Scoop the eggplant flesh into a medium bowl and whisk with a fork until smooth.
Mash garlic and salt together to form a paste.
Mix in lemon juice and zest, black pepper, and remaining olive oil.
Serve with whole grain pita or bread. Serves 8.
Per serving: 80 calories; 7 g fat (1 g saturated fat; 78 percent calories from fat); 4 g carbohydrates; 3 g sugar; 0 mg cholesterol; 290 mg sodium; 1 g protein; 2 g fiber.
Nutrition Information Per Serving: 80 calories, 1 g protein, 4 g carbohydrate, 3 g sugar, 7 g fat, 1 g saturated fat, 2 g fiber, 290 mg sodium.
From: Eating Well.com
Nutrition and Health Benefits of Purple Potatoes & More Purple Produce
By Gretel H. Schueller, “Purple Reigns”
Find out how purple sweet potatoes, purple cauliflower, purple cabbage and more foods can help fight disease.
“Only humans and birds have color vision,” notes David Heber, director of UCLA’s Center for Human Nutrition. He believes the ability to see color probably evolved as a way for us to better see—and eat—the bounty of colorful fruits and veggies. Lucky us!
Colors don’t just make food pretty: they’re a sign of nutritional power. And purple is mighty. This royal shade comes from anthocyanins—disease-fighting antioxidants. The pigment produces red, blue and violet foods, depending on the type of anthocyanin (there are hundreds).

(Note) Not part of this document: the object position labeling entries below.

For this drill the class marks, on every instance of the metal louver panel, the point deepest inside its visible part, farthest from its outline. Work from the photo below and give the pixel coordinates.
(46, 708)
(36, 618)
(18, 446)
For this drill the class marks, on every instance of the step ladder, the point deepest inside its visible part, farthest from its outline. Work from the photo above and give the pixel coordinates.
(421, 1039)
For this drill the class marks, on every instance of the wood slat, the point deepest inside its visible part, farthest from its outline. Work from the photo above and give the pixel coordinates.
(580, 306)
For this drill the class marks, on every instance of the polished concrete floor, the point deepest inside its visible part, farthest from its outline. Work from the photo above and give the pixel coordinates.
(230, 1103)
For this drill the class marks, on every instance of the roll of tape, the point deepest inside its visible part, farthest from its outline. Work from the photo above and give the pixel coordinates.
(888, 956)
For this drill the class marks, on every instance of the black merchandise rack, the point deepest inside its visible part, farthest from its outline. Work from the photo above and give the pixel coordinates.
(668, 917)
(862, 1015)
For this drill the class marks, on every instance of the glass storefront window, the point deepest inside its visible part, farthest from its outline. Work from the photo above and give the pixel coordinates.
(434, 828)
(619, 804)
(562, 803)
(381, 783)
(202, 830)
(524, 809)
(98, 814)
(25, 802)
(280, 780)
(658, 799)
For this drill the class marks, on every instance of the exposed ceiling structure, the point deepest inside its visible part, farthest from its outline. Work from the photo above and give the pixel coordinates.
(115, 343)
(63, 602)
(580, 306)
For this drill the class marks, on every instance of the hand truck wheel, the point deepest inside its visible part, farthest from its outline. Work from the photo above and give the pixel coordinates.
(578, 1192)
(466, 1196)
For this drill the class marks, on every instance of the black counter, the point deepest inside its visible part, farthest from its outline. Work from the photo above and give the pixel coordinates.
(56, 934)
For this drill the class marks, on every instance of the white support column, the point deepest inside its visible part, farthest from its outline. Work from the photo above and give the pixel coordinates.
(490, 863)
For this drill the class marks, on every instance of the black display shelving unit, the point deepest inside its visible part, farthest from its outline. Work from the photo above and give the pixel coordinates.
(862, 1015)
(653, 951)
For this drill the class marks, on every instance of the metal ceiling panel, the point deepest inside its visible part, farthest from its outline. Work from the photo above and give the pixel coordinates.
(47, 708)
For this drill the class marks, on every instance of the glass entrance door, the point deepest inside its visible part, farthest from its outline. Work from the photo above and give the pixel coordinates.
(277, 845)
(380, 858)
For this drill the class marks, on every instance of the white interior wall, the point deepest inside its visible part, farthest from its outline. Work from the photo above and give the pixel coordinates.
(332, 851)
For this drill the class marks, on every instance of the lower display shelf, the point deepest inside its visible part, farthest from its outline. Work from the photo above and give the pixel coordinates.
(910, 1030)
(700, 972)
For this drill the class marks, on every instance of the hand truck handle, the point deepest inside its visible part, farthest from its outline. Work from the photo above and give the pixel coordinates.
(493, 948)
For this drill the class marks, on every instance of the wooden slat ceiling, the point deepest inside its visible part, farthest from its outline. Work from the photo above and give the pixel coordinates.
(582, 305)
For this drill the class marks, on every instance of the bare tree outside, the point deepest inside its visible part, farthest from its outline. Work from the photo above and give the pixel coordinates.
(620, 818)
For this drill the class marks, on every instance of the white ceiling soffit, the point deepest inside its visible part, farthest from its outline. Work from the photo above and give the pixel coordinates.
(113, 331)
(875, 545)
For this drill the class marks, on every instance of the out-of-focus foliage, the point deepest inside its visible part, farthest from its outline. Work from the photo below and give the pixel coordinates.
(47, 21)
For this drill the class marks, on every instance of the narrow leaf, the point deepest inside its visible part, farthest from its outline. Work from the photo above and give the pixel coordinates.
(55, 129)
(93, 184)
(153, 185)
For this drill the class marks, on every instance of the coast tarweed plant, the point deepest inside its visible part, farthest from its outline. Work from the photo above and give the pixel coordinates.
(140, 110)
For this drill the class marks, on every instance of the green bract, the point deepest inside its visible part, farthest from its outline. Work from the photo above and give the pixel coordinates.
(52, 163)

“The deeper the red-purple, the higher the anthocyanin concentration,” explains Heber, author of What Color Is Your Diet? Purple potatoes, for example, have antioxidant levels equal to kale and spinach. There’s plenty of evidence to support the power of purple: Research on anthocyanins indicates they may be effective in preventing certain cancers, reducing the risk of heart disease and Parkinson’s and improving eyesight. According to a study at the University of Scranton in Pennsylvania, a group of obese people with high blood pressure eating two servings of steamed purple potatoes a day significantly lowered their blood pressure by about 4 percent (6 points) after a month—making those potatoes almost as effective as oatmeal.
Beyond grocery staples like red cabbage, plums and eggplants, a cornucopia of indigo-hued produce is now available, including purple asparagus, baby artichokes, Brussels sprouts, carrots, cauliflower, kohlrabi, peppers, potatoes, tomatoes and wax beans—making it easier than ever to color your diet healthy.